Интонация «Литературных бесед» заставляет вспомнить критическую прозу И. Анненского, Розанова и Блока. С. Маковский как-то заметил, что «у Анненского на все — свой взгляд, ни для кого не обязательный, конечно, но всегда искушающий новым глубочайшим смыслом, каким бы неожиданным и надуманным он ни казался на первое впечатление». [21] То же можно было бы сказать и об Адамовиче. Когда он о ком-нибудь говорит, важна не оценка, которая может быть и не очень объективной, важно, что он часто говорит такие вещи, которых кроме него не оказал бы никто.
21
Маковский С. На Парнасе «Серебряного века».— Нью-Йорк, 1986.— С. 132.
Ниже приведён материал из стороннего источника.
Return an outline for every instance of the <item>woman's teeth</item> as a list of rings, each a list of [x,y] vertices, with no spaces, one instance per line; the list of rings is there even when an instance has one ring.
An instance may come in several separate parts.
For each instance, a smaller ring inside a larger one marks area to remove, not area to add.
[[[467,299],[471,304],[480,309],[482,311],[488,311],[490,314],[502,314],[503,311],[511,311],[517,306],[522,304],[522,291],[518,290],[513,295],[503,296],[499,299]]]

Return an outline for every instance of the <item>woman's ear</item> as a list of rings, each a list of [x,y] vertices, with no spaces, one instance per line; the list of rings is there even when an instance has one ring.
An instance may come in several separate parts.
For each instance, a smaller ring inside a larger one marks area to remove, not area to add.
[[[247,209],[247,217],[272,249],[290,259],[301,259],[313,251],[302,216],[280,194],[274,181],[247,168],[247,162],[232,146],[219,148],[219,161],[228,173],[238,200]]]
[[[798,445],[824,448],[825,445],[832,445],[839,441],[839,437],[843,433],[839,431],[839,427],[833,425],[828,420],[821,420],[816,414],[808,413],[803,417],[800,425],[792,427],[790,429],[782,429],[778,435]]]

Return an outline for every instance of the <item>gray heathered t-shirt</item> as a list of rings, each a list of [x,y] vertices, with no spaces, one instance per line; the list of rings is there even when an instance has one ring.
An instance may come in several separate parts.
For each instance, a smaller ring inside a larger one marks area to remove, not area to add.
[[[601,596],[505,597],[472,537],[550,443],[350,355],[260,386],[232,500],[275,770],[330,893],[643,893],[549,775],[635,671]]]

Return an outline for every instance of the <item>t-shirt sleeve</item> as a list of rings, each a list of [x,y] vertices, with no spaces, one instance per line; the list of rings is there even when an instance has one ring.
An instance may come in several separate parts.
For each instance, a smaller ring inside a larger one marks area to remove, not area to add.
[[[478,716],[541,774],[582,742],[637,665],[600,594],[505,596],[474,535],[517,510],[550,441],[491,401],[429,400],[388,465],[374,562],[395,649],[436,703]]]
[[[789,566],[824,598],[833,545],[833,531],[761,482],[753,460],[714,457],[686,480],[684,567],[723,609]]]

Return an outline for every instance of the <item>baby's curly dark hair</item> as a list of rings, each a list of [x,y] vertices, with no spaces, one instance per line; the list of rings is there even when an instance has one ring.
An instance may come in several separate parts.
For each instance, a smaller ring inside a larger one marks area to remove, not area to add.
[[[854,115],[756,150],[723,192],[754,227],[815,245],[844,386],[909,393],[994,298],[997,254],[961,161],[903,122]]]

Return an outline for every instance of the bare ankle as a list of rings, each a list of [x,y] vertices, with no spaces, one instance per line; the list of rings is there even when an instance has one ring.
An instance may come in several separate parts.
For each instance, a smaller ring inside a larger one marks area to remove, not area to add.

В своей критической прозе Адамович раскрывался не меньше, чем в стихах, это тоже была исповедь. Нет, он не говорил вещей автобиографичных, как Розанов, в этом смысле он всегда был слишком застегнут на все пуговицы, но раскрывался в гораздо более глубинных вещах – его всегда интересовала скрытая сущность писателей, и говоря о ней, высказывая о ней суждение, он тем самым говорил и о себе. Здесь уместно привести одну фразу С. Маковского, сказанную об Анненском, вновь переадресовывая ее Адамовичу: «Ищет-то он в глубинах чужого сознания не столько влюбленность в красоту, сколько — молитвенное сострадание к человеку» [22] .
22
Маковский С. На Парнасе… – С.137
У Блока Адамович в критической прозе перенял едва ли не одно только: «Никаких схем, никаких отвлеченных теорий» («Катилина», 1918) «не лучше ли "без догмата” опираться на бездну – ответственность больше, зато вернее» (дневник, 22 марта 1902). Только это, да отчасти из этого вытекающее отношение к критике как к искусству, а не только как к журнальной работе.
Он был убежден, как и многие последователи Бергсона в начале века, что целое надо постигать непосредственно, определять его терминами – значит убивать и препарировать в интеллекте. Язык может быть средством познания искусства лишь при условии, что он сам становится искусством.
Не всем такой тип критики нравится, О. Мандельштам называл его «лирикой о лирике». Если вдуматься, не такое уж плохое определение. Все же в литературной иерархии чаще всего именно лирика занимает главенствующее положение. В ней человек раскрывается наиболее полно. А Адамович не уставал повторять, извиняясь за банальность: «Имеет смысл только та литература, в которой нет или, вернее, не осталось "литературщины", и где за словом чувствуется человек». [23] По его мнению, и «критика, в сущности, оправдана лишь тогда, когда пишущему удается сквозь чужой вымысел сказать что-то свое, т. е. когда по природному своему складу он вспыхивает, касаясь чужого огня, а затем горит и светится сам». [24]
23
Адамович Г. Комментарии.— Вашингтон, 1967.— С. 87.
24
Адамович Г. Комментарии // Числа.— 1933.— № 7/8.— С. 163.